It’s perhaps no surprise that one of the most notable museums in Lisbon is all about Portugal’s seafaring heritage. The Museu da Marinha ("Navy Museum") celebrates the country’s nautical, go-getting past, with an eclectic display of rare and valuable artifacts, exhibits that include navigational charts and instruments, period furniture and paintings, a royal barge and several examples of early fishing boats. There’s even the odd seaplane thrown in for good measure!
But it’s the fabulously detailed scale model ships displayed throughout the museum that really define the collection, and Portugal’s legacy as a sea power to be reckoned with. These miniature replicas are so meticulously crafted that it’s a wonder a Lilliputian crew, all long hair and beards, don’t suddenly appear on deck with orders to "Heave to!" so they can all be admired close up.
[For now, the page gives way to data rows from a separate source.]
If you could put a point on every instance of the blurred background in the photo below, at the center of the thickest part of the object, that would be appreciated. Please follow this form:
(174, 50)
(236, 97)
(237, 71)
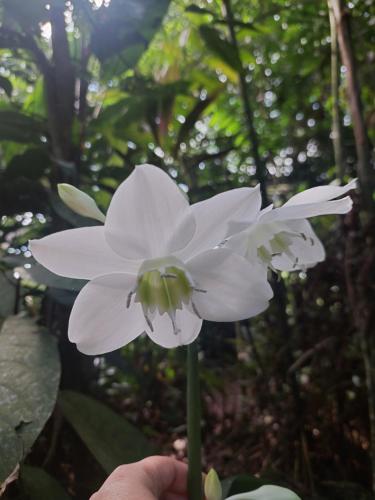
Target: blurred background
(220, 94)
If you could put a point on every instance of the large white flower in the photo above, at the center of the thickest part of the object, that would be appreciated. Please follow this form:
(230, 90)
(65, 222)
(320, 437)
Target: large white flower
(282, 238)
(152, 265)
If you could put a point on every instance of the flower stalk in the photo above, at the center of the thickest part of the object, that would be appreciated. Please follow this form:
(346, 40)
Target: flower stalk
(194, 424)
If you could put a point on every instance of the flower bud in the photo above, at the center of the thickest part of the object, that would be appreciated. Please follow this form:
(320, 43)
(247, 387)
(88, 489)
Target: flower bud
(212, 486)
(268, 492)
(80, 202)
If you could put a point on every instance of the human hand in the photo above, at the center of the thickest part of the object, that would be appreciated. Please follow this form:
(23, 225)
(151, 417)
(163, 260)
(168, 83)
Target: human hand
(154, 478)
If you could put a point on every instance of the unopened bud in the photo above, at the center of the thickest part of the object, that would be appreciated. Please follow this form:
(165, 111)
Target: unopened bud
(80, 202)
(268, 492)
(212, 486)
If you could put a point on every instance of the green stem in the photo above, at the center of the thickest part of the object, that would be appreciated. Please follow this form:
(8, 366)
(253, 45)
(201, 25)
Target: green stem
(194, 424)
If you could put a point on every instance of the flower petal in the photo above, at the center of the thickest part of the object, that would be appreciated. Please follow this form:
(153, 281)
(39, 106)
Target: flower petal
(148, 216)
(320, 193)
(100, 321)
(189, 326)
(294, 212)
(216, 217)
(81, 253)
(235, 288)
(268, 492)
(307, 249)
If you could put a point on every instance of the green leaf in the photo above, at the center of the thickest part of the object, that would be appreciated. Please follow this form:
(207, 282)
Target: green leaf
(7, 293)
(31, 164)
(18, 127)
(29, 379)
(132, 24)
(194, 9)
(110, 438)
(223, 49)
(240, 484)
(6, 85)
(41, 275)
(38, 485)
(27, 14)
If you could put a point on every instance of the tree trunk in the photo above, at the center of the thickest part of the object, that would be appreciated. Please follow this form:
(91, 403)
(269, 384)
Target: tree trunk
(249, 115)
(336, 115)
(362, 142)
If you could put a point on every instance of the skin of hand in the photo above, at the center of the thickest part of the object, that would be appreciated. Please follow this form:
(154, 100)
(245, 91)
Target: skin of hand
(154, 478)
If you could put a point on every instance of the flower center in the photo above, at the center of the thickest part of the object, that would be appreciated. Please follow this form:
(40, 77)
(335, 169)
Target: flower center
(164, 286)
(281, 243)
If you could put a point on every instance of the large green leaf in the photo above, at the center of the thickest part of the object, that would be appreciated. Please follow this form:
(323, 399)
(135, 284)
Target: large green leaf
(38, 485)
(29, 379)
(110, 438)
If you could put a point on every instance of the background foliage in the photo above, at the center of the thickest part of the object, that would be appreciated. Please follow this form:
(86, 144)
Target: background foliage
(219, 94)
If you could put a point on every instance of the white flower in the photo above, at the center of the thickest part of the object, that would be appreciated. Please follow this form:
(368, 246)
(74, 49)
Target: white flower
(268, 492)
(80, 202)
(152, 267)
(282, 238)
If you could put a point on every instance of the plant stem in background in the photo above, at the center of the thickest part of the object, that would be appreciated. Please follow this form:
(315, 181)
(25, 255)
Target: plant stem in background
(336, 122)
(362, 143)
(194, 424)
(249, 115)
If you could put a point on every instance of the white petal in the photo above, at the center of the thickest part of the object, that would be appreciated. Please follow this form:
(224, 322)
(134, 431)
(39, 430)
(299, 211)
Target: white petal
(268, 492)
(308, 249)
(217, 216)
(189, 326)
(235, 289)
(320, 193)
(148, 216)
(100, 321)
(81, 253)
(294, 212)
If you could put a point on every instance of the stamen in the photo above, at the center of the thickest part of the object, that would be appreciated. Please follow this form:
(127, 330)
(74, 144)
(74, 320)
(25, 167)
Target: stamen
(129, 298)
(194, 307)
(148, 321)
(176, 330)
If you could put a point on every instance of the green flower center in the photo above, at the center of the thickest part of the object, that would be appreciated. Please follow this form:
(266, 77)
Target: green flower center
(164, 286)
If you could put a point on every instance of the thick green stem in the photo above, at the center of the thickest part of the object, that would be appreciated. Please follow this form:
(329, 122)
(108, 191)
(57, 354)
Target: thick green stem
(194, 424)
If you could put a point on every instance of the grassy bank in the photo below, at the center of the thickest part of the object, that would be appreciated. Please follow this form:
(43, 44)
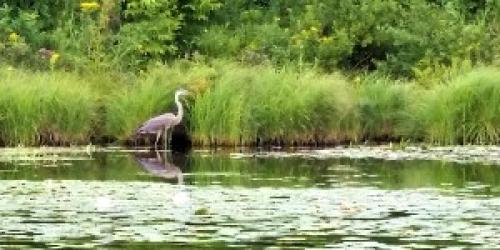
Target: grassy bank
(233, 104)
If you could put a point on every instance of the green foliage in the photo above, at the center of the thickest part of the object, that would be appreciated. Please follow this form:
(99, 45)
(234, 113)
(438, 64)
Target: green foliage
(383, 106)
(465, 111)
(242, 107)
(152, 94)
(45, 108)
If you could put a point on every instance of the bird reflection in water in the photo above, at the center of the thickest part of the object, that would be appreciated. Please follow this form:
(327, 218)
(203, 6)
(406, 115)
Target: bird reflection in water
(158, 164)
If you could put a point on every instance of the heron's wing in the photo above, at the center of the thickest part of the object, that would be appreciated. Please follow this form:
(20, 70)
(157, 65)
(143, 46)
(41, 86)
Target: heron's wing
(157, 123)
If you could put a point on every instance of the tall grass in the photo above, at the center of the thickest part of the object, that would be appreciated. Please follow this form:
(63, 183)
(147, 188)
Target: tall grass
(465, 111)
(152, 94)
(235, 104)
(253, 104)
(383, 107)
(41, 108)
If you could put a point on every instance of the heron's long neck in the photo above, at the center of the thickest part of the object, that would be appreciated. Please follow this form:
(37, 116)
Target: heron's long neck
(180, 111)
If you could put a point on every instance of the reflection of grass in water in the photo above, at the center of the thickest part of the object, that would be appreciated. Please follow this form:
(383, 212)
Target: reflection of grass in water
(45, 155)
(255, 172)
(420, 174)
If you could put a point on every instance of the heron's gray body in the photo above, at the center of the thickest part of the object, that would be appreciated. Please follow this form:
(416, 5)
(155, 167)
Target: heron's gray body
(162, 123)
(157, 123)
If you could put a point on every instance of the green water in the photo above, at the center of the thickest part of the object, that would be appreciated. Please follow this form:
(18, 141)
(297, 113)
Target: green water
(206, 199)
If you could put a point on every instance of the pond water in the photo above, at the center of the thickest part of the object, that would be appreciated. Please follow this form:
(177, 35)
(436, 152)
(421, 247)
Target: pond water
(221, 199)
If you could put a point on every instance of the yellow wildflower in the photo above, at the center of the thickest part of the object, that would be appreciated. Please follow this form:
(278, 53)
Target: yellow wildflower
(13, 37)
(89, 6)
(53, 59)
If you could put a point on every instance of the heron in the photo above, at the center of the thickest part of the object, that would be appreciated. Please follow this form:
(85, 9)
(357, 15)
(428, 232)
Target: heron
(164, 122)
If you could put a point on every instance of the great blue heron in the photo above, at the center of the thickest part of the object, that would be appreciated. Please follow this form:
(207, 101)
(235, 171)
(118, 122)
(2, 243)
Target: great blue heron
(165, 121)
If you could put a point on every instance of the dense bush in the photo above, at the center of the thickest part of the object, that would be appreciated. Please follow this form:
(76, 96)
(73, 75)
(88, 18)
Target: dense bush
(393, 36)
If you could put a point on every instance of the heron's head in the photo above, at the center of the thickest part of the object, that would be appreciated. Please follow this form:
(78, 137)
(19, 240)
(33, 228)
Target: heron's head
(181, 92)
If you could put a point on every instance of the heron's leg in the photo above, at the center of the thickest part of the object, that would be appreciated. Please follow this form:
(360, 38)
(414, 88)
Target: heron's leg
(166, 138)
(158, 133)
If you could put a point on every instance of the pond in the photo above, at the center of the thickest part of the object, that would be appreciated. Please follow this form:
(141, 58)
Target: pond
(317, 199)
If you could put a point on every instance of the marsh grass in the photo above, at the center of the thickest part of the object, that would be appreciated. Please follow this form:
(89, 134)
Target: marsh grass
(465, 111)
(234, 104)
(152, 94)
(41, 108)
(248, 105)
(383, 107)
The museum is suitably housed in the west wing of the Jerónimos monastery in Belem, hallowed turf indeed. It was in this locale that intrepid fifteenth-century mariners gathered for mass in a chapel built by Henry the Navigator (1394–1460) before embarking on long and often dangerous voyages to lands yet to be discovered. And it’s a statue of the austere and pious Henry, flanked by other illustrious personalities of the age, that greet visitors as they embark on their own voyage of discovery. Discoveries Hall in the Museu da Marinha — Photo courtesy of Museu da Marinha
The museum experience sets sail in the Discoveries Hall, a grand and noble salon that illustrates Portugal’s extraordinary prowess in shipbuilding from the mid-fifteenth century, and ably charts the nation’s trail-blazing period of conquest and exploration.
The boat of the moment is the caravel, a sturdy, somewhat bulbous vessel ideally suited to a wild, rolling ocean and which carried the first wave of navigators as far as the southern tip of Africa. Ultimately, these beetle-shaped boats, distinguished by the crimson Cross of the Order of Christ on their sails, would reach India in 1498, China in 1513 and, thirty years later, Japan. Muse over these astonishing feats of navigation as you wander the hall and admire the showcased models and accompanying charts and maps that depict the world as it was known then.
The exhibits are arranged chronologically, with each hall dedicated to a particular century, time line or theme. In the Eighteenth Century Hall, for example, the focus is on Portuguese naval history. Here, the must-see attraction is the replica of the frigate D. Fernando II e Glória. Built in Goa in 1843, she was the last ship to sail the India Run. Again, the dexterity of the model maker is remarkable.
The Royal Cabin Room is a real eye-opener. Here, visitors can marvel at the plush, wood-paneled cabins used by King Carlos and Queen Amélia, preserved and refurbished for posterity after the royal yacht Amélia was dismantled in 1938. The polished silverware, porcelain and crystal wouldn’t look out of place in a mansion house or palace.
Decorative art from the Far East adorns the Oriental Room on the first floor, and it’s worth lingering in this modest chamber to absorb the exhibition of chairs and writing desks, Chinese porcelain vases, ancient weaponry and other collectibles.
The Samurai warriors, however, steal the show! Set away from the main building across the concourse is the contemporary-styled Barge Pavilion, so named because it houses a number of barges built for the Portuguese royal family. The prize for best looks goes to the royal brig built in 1780 for Maria I. Its gilded stern positively glows! Several galiots – shallow-draught ketches – make up the numbers. Three seaplanes (one of which is the Santa Clara) made the first crossing of the South Atlantic in 1922 and help end the tour on a visual high.